The freezer was a great invention. It kept things moving and surprisingly I heard very little whining from people who was moved there. I think it helped that you announced in no uncertain terms at the start of the tournament that you had to be present when your name was called, no exceptions.

I’m all in favor of TDs playing in their own tournaments. Especially for these small (okay38 players not actually small) weeknight tournaments. What other incentive is there to organizing a tournament?! Having the winner report scores for both the winner and the loser was hard for people to understand (I don’t know why, it just was). Maybe have both winner and loser go report scores together and have the loser walk back to the machine with their new opponent?

Using winning percentage is a great plus in my book. I played great, but I played 5 games on slower playing machines (TZ and ST:TNG). As a result I only had 9 games for the night. If wins were the only determining factor I would have been in a massive tiebreaker for a spot in the finals, but since my record was great (7 and 2) I was moved into the finals above people with a 7 and 4 record (the eventual tiebreaker).

On the “softer” side I didn’t enjoy how this format made what’s normally my favorite part of pinball into a disadvantage. I had two games that were high scoring and very close. Normally this is very exciting and fun. Here it was very frustrating because the games were taking longer than the dozens of Paragon games being played.

In the same vein I intentionally drained balls two and three on my finals game on TZ just to get back in the queue. That wasn’t much fun either :frowning:

If the format is tweaked to have everyone play the same amount of games I would honestly rather prefer to just play a set amount of rounds of head-to-head match play.
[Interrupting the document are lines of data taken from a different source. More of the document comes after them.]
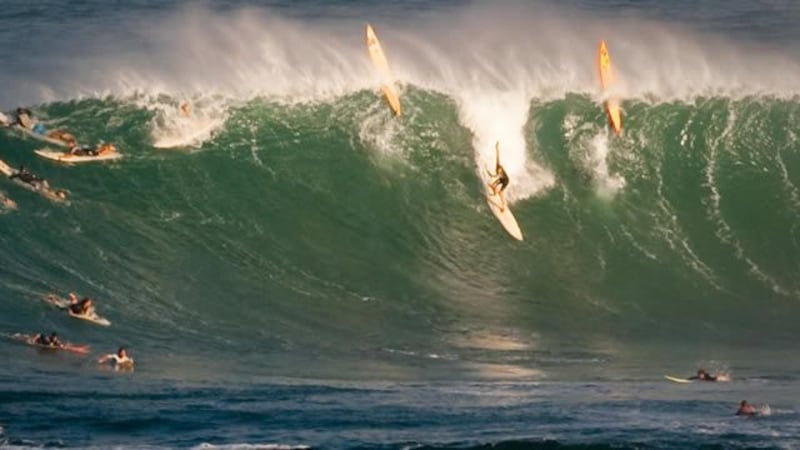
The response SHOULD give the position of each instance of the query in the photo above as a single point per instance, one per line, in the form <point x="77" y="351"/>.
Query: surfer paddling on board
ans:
<point x="103" y="149"/>
<point x="746" y="409"/>
<point x="83" y="307"/>
<point x="119" y="359"/>
<point x="47" y="341"/>
<point x="702" y="375"/>
<point x="498" y="181"/>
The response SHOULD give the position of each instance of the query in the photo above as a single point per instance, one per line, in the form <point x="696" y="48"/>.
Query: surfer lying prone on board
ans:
<point x="499" y="179"/>
<point x="702" y="375"/>
<point x="92" y="151"/>
<point x="47" y="341"/>
<point x="35" y="181"/>
<point x="119" y="359"/>
<point x="83" y="307"/>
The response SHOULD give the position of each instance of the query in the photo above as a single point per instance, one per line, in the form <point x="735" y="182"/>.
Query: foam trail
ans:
<point x="607" y="185"/>
<point x="499" y="117"/>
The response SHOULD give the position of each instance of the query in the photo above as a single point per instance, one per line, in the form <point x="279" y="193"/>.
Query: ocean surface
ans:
<point x="301" y="269"/>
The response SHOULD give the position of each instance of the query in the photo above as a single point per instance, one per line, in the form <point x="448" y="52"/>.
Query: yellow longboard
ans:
<point x="500" y="207"/>
<point x="379" y="60"/>
<point x="606" y="80"/>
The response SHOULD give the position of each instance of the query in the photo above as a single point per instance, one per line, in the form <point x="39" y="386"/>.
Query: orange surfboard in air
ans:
<point x="606" y="80"/>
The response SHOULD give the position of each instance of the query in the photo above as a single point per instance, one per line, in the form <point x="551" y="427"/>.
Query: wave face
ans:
<point x="305" y="231"/>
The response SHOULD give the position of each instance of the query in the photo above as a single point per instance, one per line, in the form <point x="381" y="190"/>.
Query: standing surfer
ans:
<point x="499" y="180"/>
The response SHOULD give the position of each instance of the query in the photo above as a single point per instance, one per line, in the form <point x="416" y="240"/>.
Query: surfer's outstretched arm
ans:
<point x="497" y="155"/>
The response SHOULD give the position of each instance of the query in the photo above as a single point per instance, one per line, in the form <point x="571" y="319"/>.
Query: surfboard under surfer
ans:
<point x="498" y="181"/>
<point x="120" y="359"/>
<point x="702" y="375"/>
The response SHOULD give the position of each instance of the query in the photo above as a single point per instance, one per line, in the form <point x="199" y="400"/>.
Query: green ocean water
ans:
<point x="329" y="230"/>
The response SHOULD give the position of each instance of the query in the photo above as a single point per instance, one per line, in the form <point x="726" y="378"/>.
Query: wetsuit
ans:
<point x="502" y="177"/>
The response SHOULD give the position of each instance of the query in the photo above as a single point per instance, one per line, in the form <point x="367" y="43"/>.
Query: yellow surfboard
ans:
<point x="379" y="60"/>
<point x="606" y="80"/>
<point x="499" y="205"/>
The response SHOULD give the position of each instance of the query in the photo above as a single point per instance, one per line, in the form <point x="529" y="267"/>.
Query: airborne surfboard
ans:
<point x="606" y="81"/>
<point x="379" y="61"/>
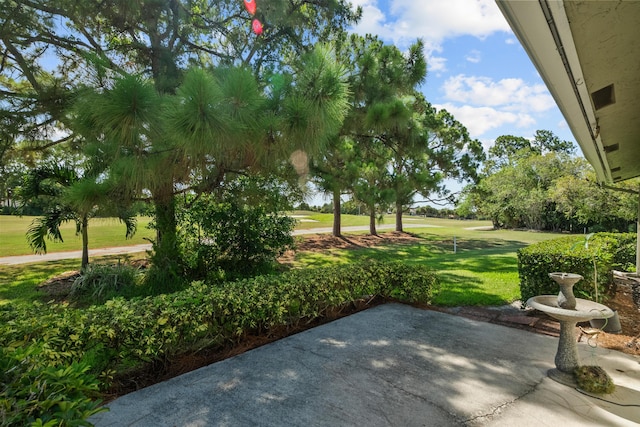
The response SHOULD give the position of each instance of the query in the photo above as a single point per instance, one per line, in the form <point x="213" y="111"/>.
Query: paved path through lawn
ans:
<point x="56" y="256"/>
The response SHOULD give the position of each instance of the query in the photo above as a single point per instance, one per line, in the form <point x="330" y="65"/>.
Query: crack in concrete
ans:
<point x="480" y="419"/>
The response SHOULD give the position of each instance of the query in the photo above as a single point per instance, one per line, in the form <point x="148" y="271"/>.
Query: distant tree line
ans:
<point x="540" y="184"/>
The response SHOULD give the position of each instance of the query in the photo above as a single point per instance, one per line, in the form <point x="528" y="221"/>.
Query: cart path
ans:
<point x="121" y="250"/>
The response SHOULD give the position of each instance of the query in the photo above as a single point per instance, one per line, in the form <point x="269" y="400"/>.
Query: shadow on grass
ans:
<point x="482" y="272"/>
<point x="19" y="283"/>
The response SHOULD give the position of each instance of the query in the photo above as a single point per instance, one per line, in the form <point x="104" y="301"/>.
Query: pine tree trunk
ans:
<point x="85" y="243"/>
<point x="372" y="222"/>
<point x="166" y="255"/>
<point x="399" y="217"/>
<point x="337" y="232"/>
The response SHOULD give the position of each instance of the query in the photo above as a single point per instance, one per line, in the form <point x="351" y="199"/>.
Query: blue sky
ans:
<point x="476" y="68"/>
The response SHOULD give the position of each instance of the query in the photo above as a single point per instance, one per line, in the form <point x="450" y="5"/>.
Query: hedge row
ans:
<point x="122" y="334"/>
<point x="575" y="254"/>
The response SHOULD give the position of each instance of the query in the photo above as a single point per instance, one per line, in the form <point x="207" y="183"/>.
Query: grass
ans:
<point x="18" y="283"/>
<point x="483" y="271"/>
<point x="103" y="233"/>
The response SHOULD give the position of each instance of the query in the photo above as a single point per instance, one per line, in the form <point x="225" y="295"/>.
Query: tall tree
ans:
<point x="334" y="171"/>
<point x="377" y="74"/>
<point x="91" y="43"/>
<point x="218" y="122"/>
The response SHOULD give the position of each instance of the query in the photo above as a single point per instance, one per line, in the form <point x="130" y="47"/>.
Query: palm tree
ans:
<point x="67" y="196"/>
<point x="218" y="123"/>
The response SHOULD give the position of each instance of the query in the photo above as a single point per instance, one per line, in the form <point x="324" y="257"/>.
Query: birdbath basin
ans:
<point x="585" y="310"/>
<point x="569" y="311"/>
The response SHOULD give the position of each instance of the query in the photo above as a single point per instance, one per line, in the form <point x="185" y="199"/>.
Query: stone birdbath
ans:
<point x="569" y="311"/>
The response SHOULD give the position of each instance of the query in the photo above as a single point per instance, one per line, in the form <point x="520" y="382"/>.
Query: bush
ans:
<point x="37" y="391"/>
<point x="570" y="254"/>
<point x="100" y="282"/>
<point x="125" y="334"/>
<point x="238" y="239"/>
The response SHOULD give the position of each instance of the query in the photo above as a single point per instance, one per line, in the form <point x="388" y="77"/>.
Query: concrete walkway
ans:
<point x="56" y="256"/>
<point x="392" y="365"/>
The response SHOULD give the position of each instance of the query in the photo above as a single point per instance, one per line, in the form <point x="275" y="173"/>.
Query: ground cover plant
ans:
<point x="69" y="348"/>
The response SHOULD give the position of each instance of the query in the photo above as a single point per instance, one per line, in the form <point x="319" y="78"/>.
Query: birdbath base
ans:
<point x="562" y="377"/>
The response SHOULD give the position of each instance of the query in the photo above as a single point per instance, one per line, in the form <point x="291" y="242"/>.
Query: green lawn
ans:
<point x="483" y="271"/>
<point x="103" y="233"/>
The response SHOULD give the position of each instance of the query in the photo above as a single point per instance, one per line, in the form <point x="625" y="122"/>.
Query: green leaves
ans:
<point x="569" y="254"/>
<point x="49" y="361"/>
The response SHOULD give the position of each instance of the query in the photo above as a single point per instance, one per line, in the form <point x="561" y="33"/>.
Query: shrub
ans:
<point x="239" y="239"/>
<point x="36" y="391"/>
<point x="570" y="254"/>
<point x="124" y="334"/>
<point x="100" y="282"/>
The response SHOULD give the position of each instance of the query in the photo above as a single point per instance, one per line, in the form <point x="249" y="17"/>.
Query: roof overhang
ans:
<point x="588" y="54"/>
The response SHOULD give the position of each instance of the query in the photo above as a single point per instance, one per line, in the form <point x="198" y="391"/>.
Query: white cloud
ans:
<point x="474" y="56"/>
<point x="511" y="93"/>
<point x="479" y="120"/>
<point x="433" y="21"/>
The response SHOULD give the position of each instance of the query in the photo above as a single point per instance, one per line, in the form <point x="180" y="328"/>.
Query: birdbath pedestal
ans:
<point x="569" y="311"/>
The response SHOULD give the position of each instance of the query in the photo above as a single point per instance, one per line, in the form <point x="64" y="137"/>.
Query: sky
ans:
<point x="476" y="68"/>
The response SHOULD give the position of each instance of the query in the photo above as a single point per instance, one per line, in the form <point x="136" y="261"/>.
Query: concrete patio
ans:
<point x="392" y="365"/>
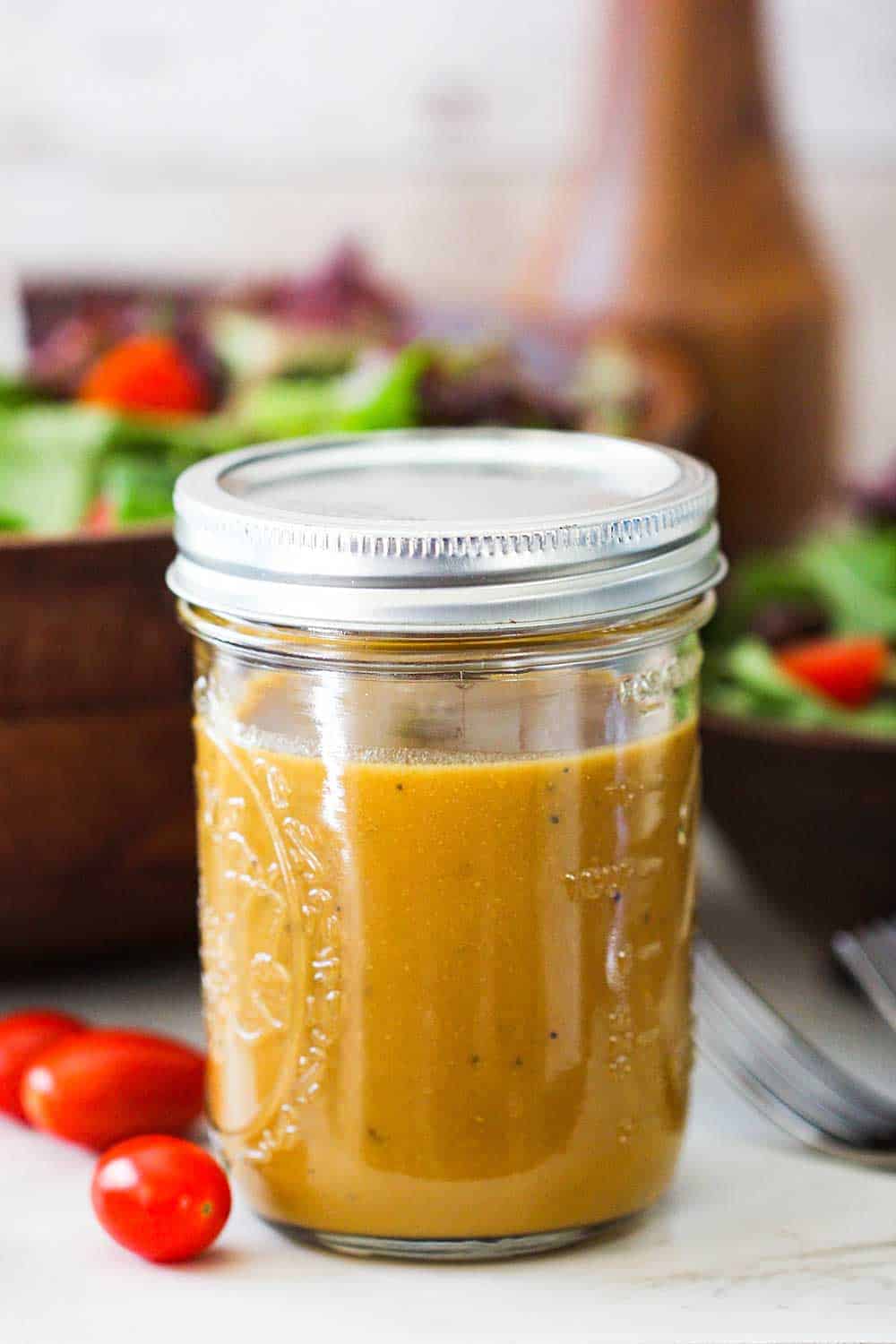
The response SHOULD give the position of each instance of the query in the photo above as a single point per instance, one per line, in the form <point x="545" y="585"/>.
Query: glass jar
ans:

There you can ensure that players aren’t just facing the same opponent on the same machine over and over and over. It would take longer of course, but it’d be a lot less random. :slight_smile:

Great input Andreas. I did a bit of counting this morning and here’s a compilation of how many games were played on each machine:

Centaur - 17
Dirty Harry/TZ - 11
TAF - 15
Cap. Fantastic/MM - 17
Dr Dude - 19
Demo Man - 16
Tron - 12
WCS - 16
Baywatch - 12
Jokerz - 16
Paragon - 22
STTNG - 14
Mars Trek - ?? Probably around 20 ime.

Note. Cap. Fantastic & Dirty Harry had to be taken out and were replaced with MM & TZ respectively.

We’re running an exploratory Pinball Pinball Pinball next Tuesday at Logan Arcade! I’ll post with a recap once it’s done. Thanks to everyone in this thread for their commentary, experiences, and ideas!

As mentioned above, we ran Pinball! Pinball! Pinball! last Tuesday, and it was lots of fun! We had 16 players, so went with 7 tables at a time so there’d be a two-person queue. One player had to leave due to an emergency, though, so the queue was only one person - next time this happens I’ll reduce the number of tables by 1, because a 1-person queue gets confusing. We went for two hours. People played between 10 and 15 games - next time I’ll eliminate Medieval Madness and Whitewater, because they tended to take much longer than the others. I was divided about whether to do “most wins” or “winning percentage”, but it didn’t make a difference among the top half-dozen or so finishers anyway. I really like how well this format adapts to tables going down, too, in contrast to pingolf.

Anyway, we’ll be running it every Tuesday at 8 for the next few weeks at Logan Arcade in Chicago!

This is certainly an interesting and different format. Just out of curiosity, how does the TGP grading work for this? Is it simply the maximum number of games that anyone played that counts?

TGP is based on how many total games the winner of the tournament ended up playing (including their losses).